Kritik am aufkommenden Nationalsozialismus, Kritik an politischen Missständen wie falschem Lokal-, falschem Nationalpatriotismus.

„Martin“, sagt Gilgi an einer Stelle, „ich habe mich schon auf der Schule geschämt, wenn 'Deutschland, Deutschland über alles' gesungen wurde – so ein widerwärtiges Lied – so fett zu sprechen, so fett zu denken, den ganzen Mund voll Lebertran. Die - mit ihrer aufdringlichen Vaterlandsliebe – verstehst du das...“

 

Die antinationalsozialistischen Wendungen schon in ihren ersten beiden Büchern bleiben nicht ohne Folgen:

„Alsphaltliteratur mit antideutscher Tendenz“: Unter dieser Kennzeichnung werden die Romane Irmgard Keuns, gerade erst öffentlich bekannt, gelesen und gelobt schon 1933 in die Reihe des „schändlichen“ und „unerwünschten“ Schrifttums eingereiht.  Beschlagnahmt und konfisziert wurde alles, was sie geschrieben hatte, nachdem sie zunächst zur Änderung ihrer Bücher bewogen werden sollte.

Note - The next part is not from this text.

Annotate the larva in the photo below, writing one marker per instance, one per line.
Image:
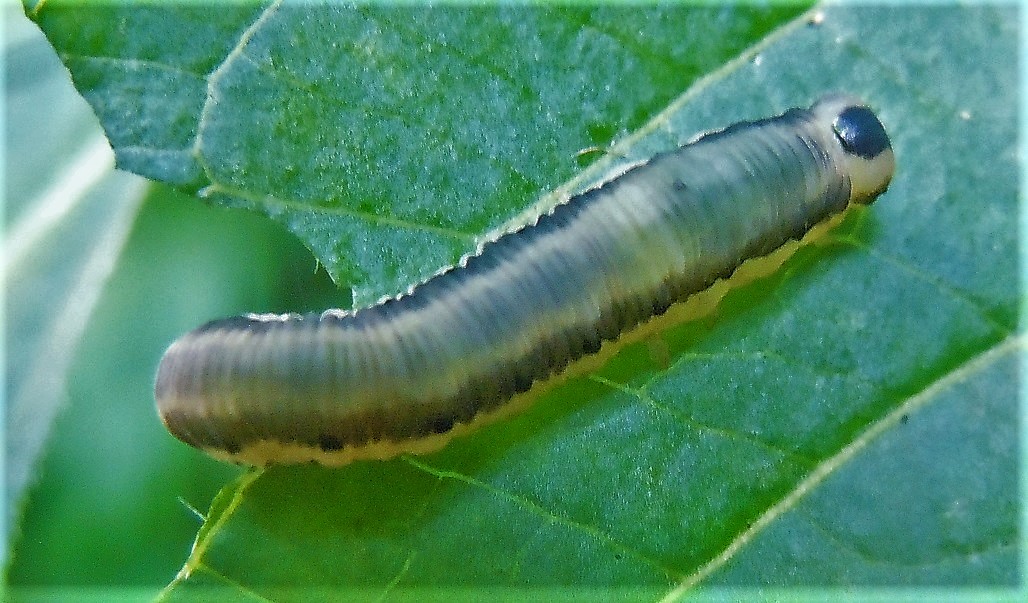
(408, 374)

Irmgard Keuns Haltung, ihre Reaktion, sie für den Nationalsozialismus zu gewinnen, ist klar und eindeutig.

Eine Episode mag das verdeutlichen. Als Irmgard Keun im Universitas-Verlag mit einem SS-Mann zusammentraf, und der sie mit: „Heil Hitler“ begrüßte, erwiderte sie barsch: „Heil Hitler, bei mir nicht. Guten Tag oder grüßen Sie gar nicht.“

Der SS-Mann: „Sie sind zu negativ.“ Irmgard Keun: “Und Sie können das überhaupt nicht beurteilen. Sie können ja nicht schreiben. Ob ich ein guter oder schlechter Schriftsteller bin, das wird sich zeigen. Aber ich bin einer. Sie sind wie Blunck (Blunck war der erste Präsident der Reichsschrifttumskammer). Sie sind zum Kotzen.“

Mit diesen Worten nicht genug. Irmgard Keun tat ein übriges und meldete beim Landgericht Berlin Schadensersatzanspruch wegen der Beschlagnahme ihrer Bücher an. Außerdem forderte sie Armenrecht für den Prozess. - Die Reaktion kam prompt. Irmgard Keun wurde vernommen, verhört, verschärft verhört und inhaftiert.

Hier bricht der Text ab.